2. Challenge: Securing Nonrelational Data Stores
Solution: Nonrelational data stores such as NoSQL databases usually have very few security properties. Use fuzzing methods for security testing in order to expose vulnerabilities in NoSQL databases. Purposefully offer invalid, unusual, or random inputs and test for them. One technique is dumb fuzzing, which uses random input to test for vulnerabilities. Open Web Application Security Project (OWASP) provides guidelines on fuzzing.
3. Challenge: Securing Data Storage and Transaction Logs
Solution: Apply reliable proof of retrievability (POR) or provable data possession (PDP) methods to verify that data uploaded to the cloud is available and intact. Giuseppe Ateniese, chair of Computer Science at Stevens Institute of Technology, introduced a model that allows a user that has stored data at an untrusted server to verify that the server possesses the original data without having to retrieve it.
4. Challenge: Validating and Filtering Endpoint Input from Personal Devices
Solution: Filter malicious data with a central collection system in order to avoid extra computation of endpoint devices. Create a model that represents “normal” input behavior, and use this curve to gauge deviant behavior to detect malicious input.
5. Challenge: Monitoring Security and Compliance in Real Time
Solution: Use big data analytics to establish trusted connections to a cluster to ensure that only authorized connections occur on a cluster. Monitoring tools like a security information and event management (SIEM) solution can be used to find anomalous connections.
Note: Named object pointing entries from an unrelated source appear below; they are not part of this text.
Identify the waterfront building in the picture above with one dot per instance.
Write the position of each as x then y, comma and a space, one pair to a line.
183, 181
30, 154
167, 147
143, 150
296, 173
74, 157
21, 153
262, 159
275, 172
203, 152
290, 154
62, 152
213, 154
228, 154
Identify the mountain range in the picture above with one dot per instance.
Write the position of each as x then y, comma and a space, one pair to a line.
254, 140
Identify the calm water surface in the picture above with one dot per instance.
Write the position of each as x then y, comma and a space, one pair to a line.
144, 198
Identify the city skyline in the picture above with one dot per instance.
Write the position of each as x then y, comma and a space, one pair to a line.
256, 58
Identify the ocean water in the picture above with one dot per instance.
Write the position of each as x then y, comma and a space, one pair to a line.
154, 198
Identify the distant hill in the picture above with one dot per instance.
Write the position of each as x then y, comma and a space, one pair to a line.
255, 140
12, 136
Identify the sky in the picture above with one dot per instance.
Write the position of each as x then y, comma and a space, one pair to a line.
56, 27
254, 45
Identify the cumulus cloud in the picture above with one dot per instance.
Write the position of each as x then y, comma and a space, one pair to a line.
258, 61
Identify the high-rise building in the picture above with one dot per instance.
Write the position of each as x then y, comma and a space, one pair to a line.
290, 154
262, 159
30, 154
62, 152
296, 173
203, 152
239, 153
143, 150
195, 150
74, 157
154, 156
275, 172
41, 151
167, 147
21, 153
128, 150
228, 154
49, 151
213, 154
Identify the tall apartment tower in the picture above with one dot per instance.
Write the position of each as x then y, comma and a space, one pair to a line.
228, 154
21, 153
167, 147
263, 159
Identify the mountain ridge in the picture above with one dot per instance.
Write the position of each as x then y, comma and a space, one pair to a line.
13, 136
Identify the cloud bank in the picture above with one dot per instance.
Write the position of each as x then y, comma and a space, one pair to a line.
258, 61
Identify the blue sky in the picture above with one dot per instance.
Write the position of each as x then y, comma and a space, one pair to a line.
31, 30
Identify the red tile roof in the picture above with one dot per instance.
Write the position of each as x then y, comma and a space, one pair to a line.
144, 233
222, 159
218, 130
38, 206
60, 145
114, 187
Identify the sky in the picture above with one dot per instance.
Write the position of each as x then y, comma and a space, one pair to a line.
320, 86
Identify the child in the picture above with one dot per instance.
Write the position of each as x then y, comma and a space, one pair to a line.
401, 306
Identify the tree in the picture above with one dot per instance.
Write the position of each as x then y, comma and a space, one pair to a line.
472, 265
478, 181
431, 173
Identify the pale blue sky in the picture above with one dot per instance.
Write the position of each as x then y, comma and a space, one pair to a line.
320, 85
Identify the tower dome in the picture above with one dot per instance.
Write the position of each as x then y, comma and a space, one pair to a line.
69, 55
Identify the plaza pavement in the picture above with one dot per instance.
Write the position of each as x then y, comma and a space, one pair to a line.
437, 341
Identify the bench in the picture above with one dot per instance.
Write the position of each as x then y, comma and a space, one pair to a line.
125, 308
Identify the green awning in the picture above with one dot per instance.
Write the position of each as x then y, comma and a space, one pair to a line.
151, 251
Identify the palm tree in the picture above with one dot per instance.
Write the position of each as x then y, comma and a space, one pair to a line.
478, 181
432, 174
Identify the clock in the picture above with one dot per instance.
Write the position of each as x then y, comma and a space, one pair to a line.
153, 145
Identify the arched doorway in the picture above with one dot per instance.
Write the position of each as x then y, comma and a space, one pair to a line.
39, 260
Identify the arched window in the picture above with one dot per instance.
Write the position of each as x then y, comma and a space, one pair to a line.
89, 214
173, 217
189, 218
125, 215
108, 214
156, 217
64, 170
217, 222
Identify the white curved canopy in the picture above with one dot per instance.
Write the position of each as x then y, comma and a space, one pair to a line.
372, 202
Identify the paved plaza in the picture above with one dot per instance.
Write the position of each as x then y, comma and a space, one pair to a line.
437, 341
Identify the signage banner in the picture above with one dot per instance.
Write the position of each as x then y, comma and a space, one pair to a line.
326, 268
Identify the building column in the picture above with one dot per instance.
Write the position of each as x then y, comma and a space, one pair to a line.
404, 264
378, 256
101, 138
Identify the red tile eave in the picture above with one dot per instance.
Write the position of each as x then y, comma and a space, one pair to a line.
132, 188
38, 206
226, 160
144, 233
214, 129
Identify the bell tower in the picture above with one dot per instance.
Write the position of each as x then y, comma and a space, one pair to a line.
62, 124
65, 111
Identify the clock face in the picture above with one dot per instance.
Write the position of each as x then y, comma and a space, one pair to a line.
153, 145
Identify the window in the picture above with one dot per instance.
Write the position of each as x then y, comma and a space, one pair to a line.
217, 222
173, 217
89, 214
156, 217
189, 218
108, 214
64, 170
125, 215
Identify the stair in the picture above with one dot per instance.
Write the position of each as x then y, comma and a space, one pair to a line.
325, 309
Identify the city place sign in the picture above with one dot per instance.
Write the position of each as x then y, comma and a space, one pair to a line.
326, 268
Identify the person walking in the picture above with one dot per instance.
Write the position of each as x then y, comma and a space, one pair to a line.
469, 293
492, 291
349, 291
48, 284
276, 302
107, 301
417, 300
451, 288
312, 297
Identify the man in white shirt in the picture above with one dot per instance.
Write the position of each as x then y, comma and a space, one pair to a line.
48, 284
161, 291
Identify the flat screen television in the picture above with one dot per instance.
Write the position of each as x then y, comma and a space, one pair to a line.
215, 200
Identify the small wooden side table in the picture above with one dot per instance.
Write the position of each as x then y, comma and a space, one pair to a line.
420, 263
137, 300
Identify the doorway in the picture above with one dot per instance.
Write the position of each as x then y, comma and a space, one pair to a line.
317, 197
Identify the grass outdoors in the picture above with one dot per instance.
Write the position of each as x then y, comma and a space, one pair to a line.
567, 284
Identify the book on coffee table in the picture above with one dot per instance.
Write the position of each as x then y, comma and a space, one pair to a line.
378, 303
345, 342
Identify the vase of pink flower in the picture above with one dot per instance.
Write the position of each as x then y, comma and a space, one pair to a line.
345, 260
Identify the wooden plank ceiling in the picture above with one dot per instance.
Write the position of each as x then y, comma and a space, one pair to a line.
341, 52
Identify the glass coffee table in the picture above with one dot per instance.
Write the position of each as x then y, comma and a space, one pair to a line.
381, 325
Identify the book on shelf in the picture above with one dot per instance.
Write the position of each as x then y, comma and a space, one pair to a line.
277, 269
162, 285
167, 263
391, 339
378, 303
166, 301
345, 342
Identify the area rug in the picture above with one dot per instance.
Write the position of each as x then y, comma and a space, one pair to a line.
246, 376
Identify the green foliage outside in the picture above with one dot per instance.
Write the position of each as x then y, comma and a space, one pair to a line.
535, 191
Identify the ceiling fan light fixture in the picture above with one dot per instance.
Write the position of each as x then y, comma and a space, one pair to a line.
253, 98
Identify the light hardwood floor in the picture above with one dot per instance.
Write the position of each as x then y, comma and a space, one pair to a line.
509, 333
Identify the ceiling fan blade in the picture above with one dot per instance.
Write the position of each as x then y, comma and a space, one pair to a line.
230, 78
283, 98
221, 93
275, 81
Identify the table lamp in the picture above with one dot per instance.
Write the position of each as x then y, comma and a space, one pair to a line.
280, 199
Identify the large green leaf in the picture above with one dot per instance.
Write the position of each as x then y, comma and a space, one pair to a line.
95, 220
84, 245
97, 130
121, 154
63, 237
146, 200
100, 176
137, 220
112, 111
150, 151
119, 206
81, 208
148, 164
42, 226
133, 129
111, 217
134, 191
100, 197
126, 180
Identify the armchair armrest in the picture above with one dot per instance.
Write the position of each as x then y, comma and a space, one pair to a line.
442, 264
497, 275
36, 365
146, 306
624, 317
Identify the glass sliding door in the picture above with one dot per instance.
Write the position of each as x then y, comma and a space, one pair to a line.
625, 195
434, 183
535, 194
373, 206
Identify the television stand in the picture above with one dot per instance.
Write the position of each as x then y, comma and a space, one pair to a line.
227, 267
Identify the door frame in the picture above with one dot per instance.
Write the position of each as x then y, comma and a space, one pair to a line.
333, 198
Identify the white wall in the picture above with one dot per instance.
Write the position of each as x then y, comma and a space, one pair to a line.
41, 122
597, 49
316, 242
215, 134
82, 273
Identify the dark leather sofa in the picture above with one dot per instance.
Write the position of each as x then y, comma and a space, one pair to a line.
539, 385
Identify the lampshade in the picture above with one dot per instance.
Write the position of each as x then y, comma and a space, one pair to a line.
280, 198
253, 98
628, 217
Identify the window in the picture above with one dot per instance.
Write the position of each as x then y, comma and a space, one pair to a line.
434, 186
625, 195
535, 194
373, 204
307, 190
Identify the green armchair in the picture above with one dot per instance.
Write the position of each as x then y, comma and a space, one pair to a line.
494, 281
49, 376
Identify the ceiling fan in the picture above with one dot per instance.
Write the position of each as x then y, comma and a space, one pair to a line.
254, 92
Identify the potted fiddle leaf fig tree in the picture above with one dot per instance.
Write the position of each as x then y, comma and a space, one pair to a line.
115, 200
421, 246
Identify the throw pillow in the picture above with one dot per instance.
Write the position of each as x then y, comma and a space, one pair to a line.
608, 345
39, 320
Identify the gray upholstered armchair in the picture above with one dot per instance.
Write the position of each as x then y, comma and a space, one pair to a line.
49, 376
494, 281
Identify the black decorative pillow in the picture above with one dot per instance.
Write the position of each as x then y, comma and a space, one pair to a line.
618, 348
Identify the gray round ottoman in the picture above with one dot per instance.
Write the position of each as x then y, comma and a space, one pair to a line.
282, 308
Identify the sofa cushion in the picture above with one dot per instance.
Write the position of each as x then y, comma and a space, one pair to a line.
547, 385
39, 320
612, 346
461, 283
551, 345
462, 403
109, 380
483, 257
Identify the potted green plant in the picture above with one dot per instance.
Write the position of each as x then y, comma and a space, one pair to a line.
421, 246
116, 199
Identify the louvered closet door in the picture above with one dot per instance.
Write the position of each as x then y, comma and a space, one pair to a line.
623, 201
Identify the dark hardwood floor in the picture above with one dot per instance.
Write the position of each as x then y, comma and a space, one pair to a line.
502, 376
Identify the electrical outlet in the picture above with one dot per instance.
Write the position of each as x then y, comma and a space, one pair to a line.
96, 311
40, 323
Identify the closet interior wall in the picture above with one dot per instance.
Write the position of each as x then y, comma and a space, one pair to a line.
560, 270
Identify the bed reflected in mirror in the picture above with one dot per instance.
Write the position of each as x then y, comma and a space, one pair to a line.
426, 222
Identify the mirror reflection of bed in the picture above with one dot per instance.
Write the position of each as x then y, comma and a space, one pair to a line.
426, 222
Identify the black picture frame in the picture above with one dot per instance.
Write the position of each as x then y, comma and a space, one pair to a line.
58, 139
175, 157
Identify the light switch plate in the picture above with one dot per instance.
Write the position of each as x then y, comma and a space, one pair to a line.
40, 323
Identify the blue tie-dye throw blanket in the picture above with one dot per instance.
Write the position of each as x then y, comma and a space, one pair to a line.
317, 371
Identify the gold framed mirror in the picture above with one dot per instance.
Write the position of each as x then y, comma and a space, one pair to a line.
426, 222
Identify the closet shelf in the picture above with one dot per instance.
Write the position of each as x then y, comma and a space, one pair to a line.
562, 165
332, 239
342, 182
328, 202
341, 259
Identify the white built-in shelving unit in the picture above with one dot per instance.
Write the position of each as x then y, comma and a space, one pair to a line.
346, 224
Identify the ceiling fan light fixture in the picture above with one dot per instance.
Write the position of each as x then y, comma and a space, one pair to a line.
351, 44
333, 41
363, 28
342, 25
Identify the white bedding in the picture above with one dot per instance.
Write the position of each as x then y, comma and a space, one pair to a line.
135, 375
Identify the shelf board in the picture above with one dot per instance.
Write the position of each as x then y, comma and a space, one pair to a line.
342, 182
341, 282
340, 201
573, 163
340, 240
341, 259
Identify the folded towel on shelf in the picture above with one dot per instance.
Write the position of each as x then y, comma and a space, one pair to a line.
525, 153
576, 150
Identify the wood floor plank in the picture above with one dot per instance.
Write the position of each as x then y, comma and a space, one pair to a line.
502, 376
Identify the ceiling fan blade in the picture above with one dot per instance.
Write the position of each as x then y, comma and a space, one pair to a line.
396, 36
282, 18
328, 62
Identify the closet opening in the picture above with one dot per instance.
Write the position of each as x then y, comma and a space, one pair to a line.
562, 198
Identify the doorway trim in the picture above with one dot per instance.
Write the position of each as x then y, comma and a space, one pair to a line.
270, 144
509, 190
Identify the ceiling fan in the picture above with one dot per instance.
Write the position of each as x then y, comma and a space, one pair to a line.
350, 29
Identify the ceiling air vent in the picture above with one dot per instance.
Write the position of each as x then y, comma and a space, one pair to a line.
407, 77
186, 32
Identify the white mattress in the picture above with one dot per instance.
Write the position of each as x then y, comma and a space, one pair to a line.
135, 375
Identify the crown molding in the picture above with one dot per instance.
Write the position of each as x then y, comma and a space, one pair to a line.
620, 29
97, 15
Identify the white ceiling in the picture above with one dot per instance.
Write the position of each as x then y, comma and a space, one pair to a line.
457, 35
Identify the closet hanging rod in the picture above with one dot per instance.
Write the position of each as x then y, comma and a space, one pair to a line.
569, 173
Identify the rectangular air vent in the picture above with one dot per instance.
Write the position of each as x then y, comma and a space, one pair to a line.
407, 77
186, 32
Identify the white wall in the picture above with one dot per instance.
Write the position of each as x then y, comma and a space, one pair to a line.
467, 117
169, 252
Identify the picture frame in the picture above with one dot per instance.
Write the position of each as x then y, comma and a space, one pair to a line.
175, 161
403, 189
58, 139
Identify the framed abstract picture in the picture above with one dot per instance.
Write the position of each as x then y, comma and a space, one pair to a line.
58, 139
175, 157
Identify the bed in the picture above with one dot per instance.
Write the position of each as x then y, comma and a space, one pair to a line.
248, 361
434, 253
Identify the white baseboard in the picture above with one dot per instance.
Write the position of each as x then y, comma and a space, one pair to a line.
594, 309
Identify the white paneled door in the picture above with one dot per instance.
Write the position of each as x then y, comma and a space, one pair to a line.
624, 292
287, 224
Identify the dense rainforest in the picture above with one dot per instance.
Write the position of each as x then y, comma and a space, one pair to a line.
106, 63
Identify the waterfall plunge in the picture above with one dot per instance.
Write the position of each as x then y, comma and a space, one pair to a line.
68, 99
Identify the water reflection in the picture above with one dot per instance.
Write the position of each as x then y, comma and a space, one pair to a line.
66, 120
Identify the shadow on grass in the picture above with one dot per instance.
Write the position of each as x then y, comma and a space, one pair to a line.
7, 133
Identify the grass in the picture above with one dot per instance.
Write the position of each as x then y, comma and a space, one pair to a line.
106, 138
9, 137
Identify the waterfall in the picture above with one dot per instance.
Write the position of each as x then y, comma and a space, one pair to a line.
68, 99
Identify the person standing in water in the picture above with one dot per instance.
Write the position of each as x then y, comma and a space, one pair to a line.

6. Challenge: Preserving Privacy while Conducting Analytics
Solution: Use homomorphic encryption, which allows specific types of computations to be carried out on ciphertext, which is more secure than plaintext. The results will also be encrypted; when they are decrypted, they will match the operations performed in plaintext.
7. Challenge: Migrating to Cryptographic Technologies
Solution: Find a middle ground between anonymity and authentication through a group signature, a cryptographic scheme where individuals can sign their data but can only be identifiable as members of a group. Only trusted third parties can identify the individual.
8. Challenge: Ensuring Granular Access Control
Solution: Use standard single sign-on (SSO) mechanisms to reduce the administrative work involved in sustaining a large user base. SSOs shift the burden of user authentication from administrators to publicly available systems.
9. Challenge: Establishing Granular Audits
Solution: Separate big data and audit data to distinguish between duties. The audit data regards information regarding what has happened within the big data infrastructure, but should be kept separate from the “regular” big data. A different network segment or cloud should be set up to host the audit system infrastructure.
10. Challenge: Security Data Provenance
Solution: Allow only authorized users to obtain certain data through fine-grained access control. Data will be available only to users who possess a set of certain weighted attributes.